O Instituto Dante Pazzanese de Cardiologia aguarda o aval do Ministério da Saúde para implantar o primeiro coração artificial brasileiro em pacientes. O aparelho foi desenvolvido ao longo de dez anos, com bezerros como cobaias.

O modelo nacional não substitui o coração natural, mas funciona como órgão auxiliar. Por isso, Segundo o coordenador do Centro de Engenharia do instituto, Aron José Pazin de Andrade, "a cirurgia de implantação é mais simples, uma vez que não tem que tirar o coração do paciente. E a adaptação do paciente ao aparelho é mais fácil, porque o controle da frequência cardíaca do artificial é mais fácil".

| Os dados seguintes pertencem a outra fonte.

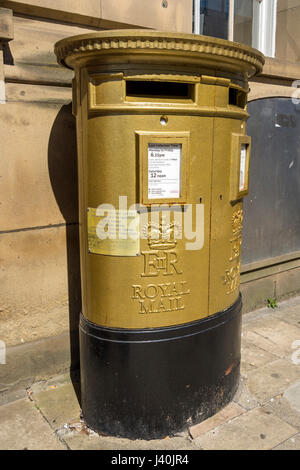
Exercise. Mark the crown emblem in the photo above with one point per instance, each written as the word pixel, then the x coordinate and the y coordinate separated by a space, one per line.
pixel 237 221
pixel 161 236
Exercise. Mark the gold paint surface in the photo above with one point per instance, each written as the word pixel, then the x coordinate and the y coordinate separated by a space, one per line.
pixel 116 226
pixel 159 281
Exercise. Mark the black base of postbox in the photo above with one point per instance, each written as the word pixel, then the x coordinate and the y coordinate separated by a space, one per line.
pixel 150 383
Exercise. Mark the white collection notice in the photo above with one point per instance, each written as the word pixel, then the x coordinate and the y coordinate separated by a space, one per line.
pixel 164 168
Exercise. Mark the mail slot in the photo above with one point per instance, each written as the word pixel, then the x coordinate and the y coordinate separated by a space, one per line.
pixel 163 164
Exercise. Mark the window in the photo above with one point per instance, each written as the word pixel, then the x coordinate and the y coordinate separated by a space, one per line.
pixel 250 22
pixel 288 31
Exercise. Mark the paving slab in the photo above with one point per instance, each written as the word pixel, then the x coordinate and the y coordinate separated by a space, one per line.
pixel 57 402
pixel 23 427
pixel 254 430
pixel 272 379
pixel 242 396
pixel 292 395
pixel 86 440
pixel 293 443
pixel 229 412
pixel 281 407
pixel 253 356
pixel 289 314
pixel 274 336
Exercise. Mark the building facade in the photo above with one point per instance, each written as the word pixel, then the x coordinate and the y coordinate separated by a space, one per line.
pixel 39 249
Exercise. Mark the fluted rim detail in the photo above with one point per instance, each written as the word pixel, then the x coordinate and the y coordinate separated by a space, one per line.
pixel 115 41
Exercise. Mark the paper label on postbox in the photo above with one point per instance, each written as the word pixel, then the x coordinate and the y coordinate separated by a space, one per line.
pixel 164 169
pixel 243 167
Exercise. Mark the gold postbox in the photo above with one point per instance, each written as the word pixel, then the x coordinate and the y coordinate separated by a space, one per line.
pixel 163 163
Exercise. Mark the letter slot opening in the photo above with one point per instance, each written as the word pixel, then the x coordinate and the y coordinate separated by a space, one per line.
pixel 159 91
pixel 237 98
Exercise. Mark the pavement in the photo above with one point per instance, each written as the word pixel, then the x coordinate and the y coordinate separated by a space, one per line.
pixel 264 414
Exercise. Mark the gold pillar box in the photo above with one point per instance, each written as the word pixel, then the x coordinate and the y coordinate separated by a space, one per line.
pixel 161 132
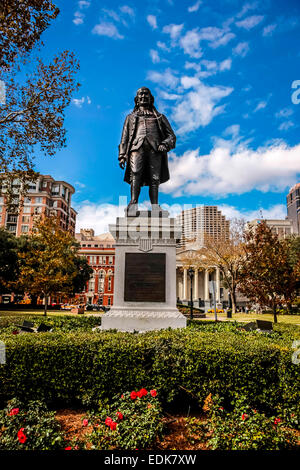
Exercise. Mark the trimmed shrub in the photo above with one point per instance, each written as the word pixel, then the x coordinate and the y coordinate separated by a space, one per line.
pixel 30 427
pixel 132 421
pixel 243 428
pixel 92 366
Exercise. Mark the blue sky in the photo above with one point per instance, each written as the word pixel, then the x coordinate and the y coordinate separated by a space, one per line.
pixel 221 71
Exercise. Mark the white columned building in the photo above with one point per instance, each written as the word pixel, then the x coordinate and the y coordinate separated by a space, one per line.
pixel 202 297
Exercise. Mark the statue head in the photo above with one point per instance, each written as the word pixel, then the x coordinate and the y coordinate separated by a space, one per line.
pixel 143 98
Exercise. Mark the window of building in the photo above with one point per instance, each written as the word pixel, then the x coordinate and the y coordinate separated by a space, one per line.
pixel 55 189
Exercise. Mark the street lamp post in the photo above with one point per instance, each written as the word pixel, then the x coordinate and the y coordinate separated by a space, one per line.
pixel 191 276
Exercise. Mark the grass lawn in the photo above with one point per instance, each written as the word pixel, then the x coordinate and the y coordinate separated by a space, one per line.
pixel 242 317
pixel 50 313
pixel 247 317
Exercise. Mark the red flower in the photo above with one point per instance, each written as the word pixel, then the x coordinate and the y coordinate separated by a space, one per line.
pixel 21 436
pixel 113 425
pixel 108 421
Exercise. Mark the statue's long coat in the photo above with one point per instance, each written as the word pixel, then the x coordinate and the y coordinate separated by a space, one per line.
pixel 168 138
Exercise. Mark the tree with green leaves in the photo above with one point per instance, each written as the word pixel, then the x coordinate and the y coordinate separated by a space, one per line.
pixel 34 101
pixel 268 277
pixel 50 264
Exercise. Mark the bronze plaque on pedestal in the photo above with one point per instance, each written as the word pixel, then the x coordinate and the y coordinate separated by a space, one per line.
pixel 145 277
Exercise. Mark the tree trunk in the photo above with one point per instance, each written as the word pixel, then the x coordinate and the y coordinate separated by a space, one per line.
pixel 274 312
pixel 46 305
pixel 233 298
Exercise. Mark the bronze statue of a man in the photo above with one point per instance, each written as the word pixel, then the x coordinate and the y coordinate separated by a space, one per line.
pixel 146 138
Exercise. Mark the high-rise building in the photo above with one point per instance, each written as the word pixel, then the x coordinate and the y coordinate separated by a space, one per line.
pixel 200 221
pixel 46 197
pixel 293 207
pixel 281 227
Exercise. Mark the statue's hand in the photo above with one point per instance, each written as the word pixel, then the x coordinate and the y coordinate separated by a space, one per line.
pixel 162 148
pixel 122 163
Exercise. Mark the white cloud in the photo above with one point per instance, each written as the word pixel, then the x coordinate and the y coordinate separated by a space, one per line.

Como toda a pesquisa foi financiada por órgãos públicos, o coração artificial brasileiro deverá custar apenas um quinto dos equivalentes fabricados no exterior, variando entre US$ 30 mil e US$ 60 mil.

O aparelho permite aumentar o bem-estar e dar uma sobrevida aos paciente. "Toda a carga de bombeamento é o artificial que faz. O natural bombeia para dentro do artificial e o artificial bombeia para fora", detalha Andrade.

Apesar do incômodo causado aos pacientes pela parte do órgão que fica fora do corpo, ele garante que o equipamento trará uma melhora significativa na qualidade vida dos pacientes. Uma caixa um pouco maior que um maço de cigarros contendo a bateria do coração fica sobre a pele do usuário. "Lógico que não vai ter uma vida normal, porque tem o aparelho pendurado, mas vai ter uma condição de sobrevida muito melhor enquanto espera o transplante".

Assim que for aprovado pelo ministério, o coração artificial deverá passar a ser implantado gratuitamente nos pacientes do Dante Pazzanese. De acordo com Andrade, a expectativa é que em seguida o procedimento possa ser realizado também na rede do Sistema Único de Saúde (SUS).

O desenvolvimento do coração artificial foi financiado pela Fundação de Amparo a Pesquisa do Estado de São Paulo (Fapesp), pelo Conselho Nacional de Desenvolvimento Científico e Tecnológico, pela Secretaria de Estado da Saúde de São Paulo e pelo Ministério da Saúde.